The experience is similar to donning rubber bands from the shoulders to hips to help activate the muscle groups that keep us standing upright on Earth, say the researchers. The Aerospace Medicine and Human Performance study of 722 space flights showed that the use of such a resistance suit along with exercise regimens relieved space-adaptation back pain in 85% of subjects. However, some astronauts complain these suits are uncomfortable and impair their range of motion.
Other methods to prevent back pain among astronauts mentioned by the researchers include massage, nutritional supplementation to increase vitamin D and caloric intake, neuromuscular electrical stimulation, and negative pressure devices, all paired with resistance exercise.
To combat the intense vibrations and speed of riding rockets into space, Cohen, Penchev, and their team believe that engineering space vehicles to improve impact protection for the flight crew and align the forces of acceleration and impact with human anatomy could reduce the number of astronauts experiencing long-term back pain or injury.
Reference: “Back Pain in Outer Space” by Radostin Penchev, M.D.; Richard A. Scheuring, D.O., M.S.; Adam T. Soto, M.D.; Derek M. Miletich, M.D.; Eric Kerstman, M.D., M.P.H. and Steven P. Cohen, M.D., 12 May 2021, Anesthesiology.

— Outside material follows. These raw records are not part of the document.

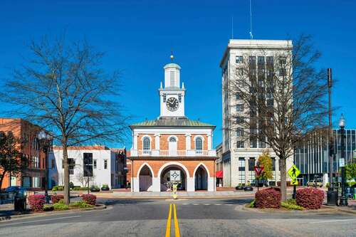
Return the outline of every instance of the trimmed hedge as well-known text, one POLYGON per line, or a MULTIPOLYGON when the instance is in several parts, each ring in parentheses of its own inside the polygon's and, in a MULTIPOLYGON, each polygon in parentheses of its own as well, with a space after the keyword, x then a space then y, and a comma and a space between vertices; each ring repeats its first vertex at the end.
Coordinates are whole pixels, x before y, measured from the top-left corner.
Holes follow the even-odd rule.
POLYGON ((56 204, 59 200, 64 199, 64 196, 62 194, 55 194, 51 196, 51 200, 53 204, 56 204))
POLYGON ((43 211, 43 205, 46 203, 45 196, 42 194, 34 194, 28 196, 28 204, 31 209, 34 211, 43 211))
POLYGON ((255 206, 259 209, 279 209, 281 192, 278 190, 269 188, 258 191, 255 194, 255 206))
POLYGON ((324 201, 324 191, 315 188, 297 190, 297 205, 307 209, 319 209, 324 201))
POLYGON ((82 199, 89 205, 95 206, 96 196, 93 194, 83 194, 82 199))

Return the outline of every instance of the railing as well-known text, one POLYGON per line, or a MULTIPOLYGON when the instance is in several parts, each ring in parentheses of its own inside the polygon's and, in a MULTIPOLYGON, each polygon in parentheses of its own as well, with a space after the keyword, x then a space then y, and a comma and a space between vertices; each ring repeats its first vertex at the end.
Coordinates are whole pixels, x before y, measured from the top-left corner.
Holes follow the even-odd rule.
POLYGON ((209 150, 131 149, 131 157, 216 157, 216 152, 215 149, 209 149, 209 150))

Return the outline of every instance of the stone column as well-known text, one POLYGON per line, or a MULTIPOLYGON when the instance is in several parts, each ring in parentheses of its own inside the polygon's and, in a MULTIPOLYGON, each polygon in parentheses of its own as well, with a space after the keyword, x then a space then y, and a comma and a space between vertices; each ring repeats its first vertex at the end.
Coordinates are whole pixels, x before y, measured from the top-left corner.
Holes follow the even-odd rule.
POLYGON ((208 150, 211 149, 211 135, 208 135, 208 150))
POLYGON ((190 134, 185 135, 185 149, 187 151, 192 149, 192 147, 190 147, 191 139, 192 139, 192 135, 190 134))
POLYGON ((137 149, 137 134, 134 134, 134 144, 133 144, 133 149, 137 149))
POLYGON ((248 181, 251 183, 248 179, 248 157, 245 157, 245 184, 247 184, 248 181))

Other researchers who authored the review include Richard Scheuring of the National Aeronautics and Space Administration Johnson Space Center; Adam Soto of the Uniformed Services University of the Health Sciences and the Tripler Army Medical Center; Derek Miletich of the Naval Medical Center – San Diego; and Eric Kerstman of the National Aeronautics and Space Administration Johnson Space Center and the University of Texas.
This work was supported by the departments of anesthesiology and physical medicine and rehabilitation at the Johns Hopkins University School of Medicine and the Uniformed Services University of the Health Sciences, and by the U.S. Department of Defense.